Given the global presence, the company can reliably when necessary lean into more growing and promising markets around the world, one of them being Asia right now. I think that going forward seeing this type of momentum for EG is further adding support for a higher valuation. Being able to offset some challenges in other markets by focusing on growing ones should ultimately lead to more reliable and steadily growing earnings for the business.
Risk Associated
EG continues to navigate a landscape of growing regulatory and financial intricacies, particularly due to its segmented structure and geographic diversity. This complexity can pose challenges, potentially affecting EG’s operational flexibility. In the face of heightened stressors, the company may encounter hurdles in maintaining its long-term growth trajectory and cash flow generation potential. The last quarter showcased some strength though as the pricing conditions improved. I think this is the first thing that will deteriorate and post a warning sign that earnings for EG may fall.
Treasury Yields (CNBC)
The insurance industry has faced challenges in outperforming the broader market due to its exposure to fixed-rate bonds, which exhibit an inverse relationship with interest rates.

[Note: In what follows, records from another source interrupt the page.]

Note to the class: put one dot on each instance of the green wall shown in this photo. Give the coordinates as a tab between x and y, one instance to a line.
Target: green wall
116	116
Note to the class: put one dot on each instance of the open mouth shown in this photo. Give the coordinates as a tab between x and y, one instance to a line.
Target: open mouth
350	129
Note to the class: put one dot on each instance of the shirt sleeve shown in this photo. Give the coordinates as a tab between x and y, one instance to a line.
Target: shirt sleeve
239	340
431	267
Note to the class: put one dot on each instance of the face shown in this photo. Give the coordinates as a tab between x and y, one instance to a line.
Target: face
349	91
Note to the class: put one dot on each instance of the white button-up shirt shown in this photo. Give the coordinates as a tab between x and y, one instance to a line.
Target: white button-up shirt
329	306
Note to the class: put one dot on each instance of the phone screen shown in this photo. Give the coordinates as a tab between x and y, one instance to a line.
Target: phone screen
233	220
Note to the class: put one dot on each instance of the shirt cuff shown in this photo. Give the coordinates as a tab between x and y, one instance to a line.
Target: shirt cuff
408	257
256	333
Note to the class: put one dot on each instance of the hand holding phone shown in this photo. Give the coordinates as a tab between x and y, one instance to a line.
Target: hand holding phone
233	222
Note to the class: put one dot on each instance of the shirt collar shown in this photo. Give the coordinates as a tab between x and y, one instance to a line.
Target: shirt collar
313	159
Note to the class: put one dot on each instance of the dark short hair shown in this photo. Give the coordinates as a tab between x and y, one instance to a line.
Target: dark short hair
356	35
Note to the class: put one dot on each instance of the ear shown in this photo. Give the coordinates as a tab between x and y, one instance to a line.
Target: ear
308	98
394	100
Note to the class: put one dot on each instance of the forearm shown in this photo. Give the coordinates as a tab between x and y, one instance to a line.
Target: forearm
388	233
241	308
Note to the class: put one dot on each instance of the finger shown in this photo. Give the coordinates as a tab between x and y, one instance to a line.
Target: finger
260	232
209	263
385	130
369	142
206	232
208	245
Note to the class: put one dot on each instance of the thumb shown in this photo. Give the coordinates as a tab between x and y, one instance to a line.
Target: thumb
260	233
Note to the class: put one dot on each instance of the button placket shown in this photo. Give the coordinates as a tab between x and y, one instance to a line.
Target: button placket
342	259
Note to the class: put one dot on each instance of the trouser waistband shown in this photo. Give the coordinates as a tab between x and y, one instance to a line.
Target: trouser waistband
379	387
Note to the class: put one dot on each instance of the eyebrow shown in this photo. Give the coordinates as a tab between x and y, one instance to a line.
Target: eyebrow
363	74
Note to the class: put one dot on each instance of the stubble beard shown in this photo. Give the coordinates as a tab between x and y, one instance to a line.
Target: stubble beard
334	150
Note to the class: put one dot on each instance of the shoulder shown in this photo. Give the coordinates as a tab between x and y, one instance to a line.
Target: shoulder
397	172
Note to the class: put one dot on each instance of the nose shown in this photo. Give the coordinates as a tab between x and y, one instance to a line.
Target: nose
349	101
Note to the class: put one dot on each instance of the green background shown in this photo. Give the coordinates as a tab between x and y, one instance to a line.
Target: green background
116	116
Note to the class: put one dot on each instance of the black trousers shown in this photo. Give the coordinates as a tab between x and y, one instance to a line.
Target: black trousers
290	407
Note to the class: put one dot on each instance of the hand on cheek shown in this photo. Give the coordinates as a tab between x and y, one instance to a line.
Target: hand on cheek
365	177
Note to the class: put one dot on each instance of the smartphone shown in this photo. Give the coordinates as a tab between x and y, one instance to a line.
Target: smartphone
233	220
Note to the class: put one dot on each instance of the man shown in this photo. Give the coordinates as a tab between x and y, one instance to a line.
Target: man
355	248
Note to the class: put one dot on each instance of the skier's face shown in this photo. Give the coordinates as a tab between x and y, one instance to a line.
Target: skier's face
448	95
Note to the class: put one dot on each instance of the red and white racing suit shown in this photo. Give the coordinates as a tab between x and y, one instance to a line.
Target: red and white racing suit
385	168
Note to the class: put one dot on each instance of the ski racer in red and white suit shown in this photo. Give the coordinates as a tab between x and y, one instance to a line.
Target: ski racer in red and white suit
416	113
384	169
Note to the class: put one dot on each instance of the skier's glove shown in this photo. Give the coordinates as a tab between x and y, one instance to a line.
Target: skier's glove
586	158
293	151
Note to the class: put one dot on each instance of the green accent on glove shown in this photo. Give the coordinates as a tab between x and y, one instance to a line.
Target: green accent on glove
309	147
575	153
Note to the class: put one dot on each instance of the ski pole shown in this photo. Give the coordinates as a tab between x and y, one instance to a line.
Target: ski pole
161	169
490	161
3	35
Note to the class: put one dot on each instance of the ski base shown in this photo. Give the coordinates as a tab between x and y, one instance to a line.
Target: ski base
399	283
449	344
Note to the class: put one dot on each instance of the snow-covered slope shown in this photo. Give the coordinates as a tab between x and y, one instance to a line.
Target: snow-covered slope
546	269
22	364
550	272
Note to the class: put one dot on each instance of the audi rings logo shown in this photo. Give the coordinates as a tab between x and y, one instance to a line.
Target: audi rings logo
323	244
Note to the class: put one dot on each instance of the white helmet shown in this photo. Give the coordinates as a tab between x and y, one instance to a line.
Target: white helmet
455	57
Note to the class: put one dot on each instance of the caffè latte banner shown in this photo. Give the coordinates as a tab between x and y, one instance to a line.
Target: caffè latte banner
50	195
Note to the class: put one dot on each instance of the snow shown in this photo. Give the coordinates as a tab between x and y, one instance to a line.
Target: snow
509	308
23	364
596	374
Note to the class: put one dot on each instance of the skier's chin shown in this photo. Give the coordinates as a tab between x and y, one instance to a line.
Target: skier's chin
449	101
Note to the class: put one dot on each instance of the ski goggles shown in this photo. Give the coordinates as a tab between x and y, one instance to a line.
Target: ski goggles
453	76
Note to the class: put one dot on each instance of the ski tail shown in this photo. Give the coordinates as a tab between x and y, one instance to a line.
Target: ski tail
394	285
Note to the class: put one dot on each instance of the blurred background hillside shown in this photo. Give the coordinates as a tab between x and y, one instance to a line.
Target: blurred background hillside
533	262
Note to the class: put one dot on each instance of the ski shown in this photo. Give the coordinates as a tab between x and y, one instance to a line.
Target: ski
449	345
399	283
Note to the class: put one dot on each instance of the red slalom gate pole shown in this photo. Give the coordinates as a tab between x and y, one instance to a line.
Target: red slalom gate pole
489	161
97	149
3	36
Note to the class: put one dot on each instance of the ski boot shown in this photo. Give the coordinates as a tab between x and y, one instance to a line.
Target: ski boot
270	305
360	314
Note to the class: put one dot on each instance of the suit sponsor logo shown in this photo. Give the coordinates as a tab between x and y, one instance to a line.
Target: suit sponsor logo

This dynamic impacts EG, especially in its reinsurance market, as rising interest rates can lead to reduced demand, affecting insurers’ net incomes and potentially hindering scale growth. If the fixed-rate bonds continue to largely underperform I think that the bottom line may be subject to a decline in the coming years. Furthermore, as the interest rates are climbing in the US the demand is likely to go down as well but this should be shortlived I think. My view on the interest rates is that they will remain elevated for the better part of 2024 and then begin to go down. Once they go down the bonds will likely appreciate and yield stronger earnings potential to companies like EG. Over time this should provide stable growth through the cycle and showcase why EG is a sound addition to a portfolio.
Investor Takeaway
EG has made a lot of progress over the years and right now is in a very favorable position I think to continue and grow very well over the coming several years. For investors that seek a broad and well-diversified insurance and reinsurance company EG looks solid. With a dividend as well that I think could showcase strong single-digit growth over the coming decade, it bolsters the buy case further. I am rating EG a buy now.